Saturday, June 25, 2011

Hindsight only sometimes 20/20

A common expression is that hindsight is 20/20 - we can look back and clearly see our errors and how we might have avoided issues.  That's true for some situations, but not all. 

Looking back over the past 15 years during which Al & I have had some kind of relationship, I don't know what I should have / could have / would have done differently.  Would I have hooked up with him?  Would I have been the instigator to buy a home (and then another), to merge our investments and assets?  Would I have distanced myself from him long ago, at the first hint of a problem?  Would I have tried to provide more support?  Less support? 

None of the questions have obvious answers.  The one thing that I can say for certain, though, is that if I could do it all over again, I wouldn't be so Al-focused.  Instead, I'd be more me-focused. 

It's difficult for me to accept that I can't stop Al from drinking.  I can't cure his depression.  I can't get him a job.  I can't make friends for him.  As much as I'd like to, I can't do any of those things.  What I can do is take care of myself.  Historically, I've been very good about taking care of my external needs - food (too much!), shelter, clothing.  I've not been nearly as good at looking inside. 

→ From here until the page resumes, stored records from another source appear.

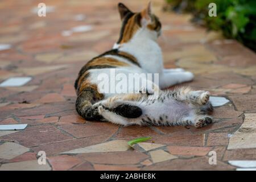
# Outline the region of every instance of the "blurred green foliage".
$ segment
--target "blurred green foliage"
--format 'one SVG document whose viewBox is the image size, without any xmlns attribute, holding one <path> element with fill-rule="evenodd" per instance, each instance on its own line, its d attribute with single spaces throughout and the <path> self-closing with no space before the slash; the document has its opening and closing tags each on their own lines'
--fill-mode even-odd
<svg viewBox="0 0 256 182">
<path fill-rule="evenodd" d="M 166 0 L 178 12 L 189 12 L 194 22 L 210 29 L 222 30 L 228 38 L 234 38 L 256 51 L 256 0 Z M 209 16 L 209 4 L 217 6 L 217 16 Z"/>
</svg>

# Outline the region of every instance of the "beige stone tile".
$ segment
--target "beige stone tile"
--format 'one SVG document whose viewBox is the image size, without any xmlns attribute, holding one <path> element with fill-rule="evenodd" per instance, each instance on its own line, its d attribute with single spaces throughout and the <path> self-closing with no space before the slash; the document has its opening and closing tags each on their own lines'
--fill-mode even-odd
<svg viewBox="0 0 256 182">
<path fill-rule="evenodd" d="M 22 73 L 26 75 L 36 76 L 42 73 L 61 69 L 68 67 L 68 65 L 57 65 L 32 68 L 20 68 L 15 70 L 15 72 L 18 73 Z"/>
<path fill-rule="evenodd" d="M 146 142 L 140 142 L 138 143 L 138 144 L 146 151 L 165 146 L 165 145 L 162 144 Z"/>
<path fill-rule="evenodd" d="M 12 133 L 18 132 L 19 131 L 0 131 L 0 136 L 11 134 Z"/>
<path fill-rule="evenodd" d="M 150 152 L 154 163 L 177 159 L 177 157 L 166 152 L 163 150 L 158 150 Z"/>
<path fill-rule="evenodd" d="M 256 148 L 256 113 L 245 113 L 240 128 L 231 136 L 228 150 Z"/>
<path fill-rule="evenodd" d="M 46 63 L 51 63 L 55 59 L 62 56 L 61 53 L 48 53 L 37 55 L 35 59 L 38 61 Z"/>
<path fill-rule="evenodd" d="M 29 150 L 28 148 L 22 146 L 18 143 L 6 142 L 0 146 L 0 158 L 11 159 Z"/>
<path fill-rule="evenodd" d="M 98 53 L 95 51 L 82 51 L 71 54 L 67 56 L 63 56 L 59 59 L 57 59 L 54 62 L 66 63 L 75 61 L 87 61 L 98 55 Z"/>
<path fill-rule="evenodd" d="M 93 146 L 72 150 L 61 154 L 79 154 L 93 152 L 108 152 L 126 151 L 130 147 L 127 141 L 117 140 L 107 142 Z"/>
<path fill-rule="evenodd" d="M 37 160 L 4 164 L 0 167 L 0 171 L 50 171 L 51 169 L 51 167 L 47 163 L 46 164 L 40 165 Z"/>
<path fill-rule="evenodd" d="M 30 85 L 24 86 L 12 86 L 6 87 L 6 88 L 10 90 L 18 91 L 18 92 L 31 92 L 38 88 L 38 85 Z"/>
</svg>

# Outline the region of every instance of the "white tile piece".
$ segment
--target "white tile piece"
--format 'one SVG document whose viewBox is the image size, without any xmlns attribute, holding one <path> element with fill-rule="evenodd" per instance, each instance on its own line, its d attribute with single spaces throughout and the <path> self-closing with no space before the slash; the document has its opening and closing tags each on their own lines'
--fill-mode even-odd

Overall, I've been rather dismissive of such pursuits, not wanting to partake in navel contemplating. But I was wrong on that count.  I should have been looking inside - not just over the last 15 years, but my whole life.  This is a practice that shouldn't be limited to addiction and those of us struggling with it and its related effects.  90% of my short daily readings are unrelated to addiction, but instead are related to my life and my personal power to influence ourselves, my outlook, my own inner peace, my ability to address personal challenges.  The readings aren't how to influence others.  While there may be a possible and indirect influence on others, it's not expected or required.

I'm grateful that through a difficult situation, I've been blessed with learning about myself and my abilities in a way I would have never considered.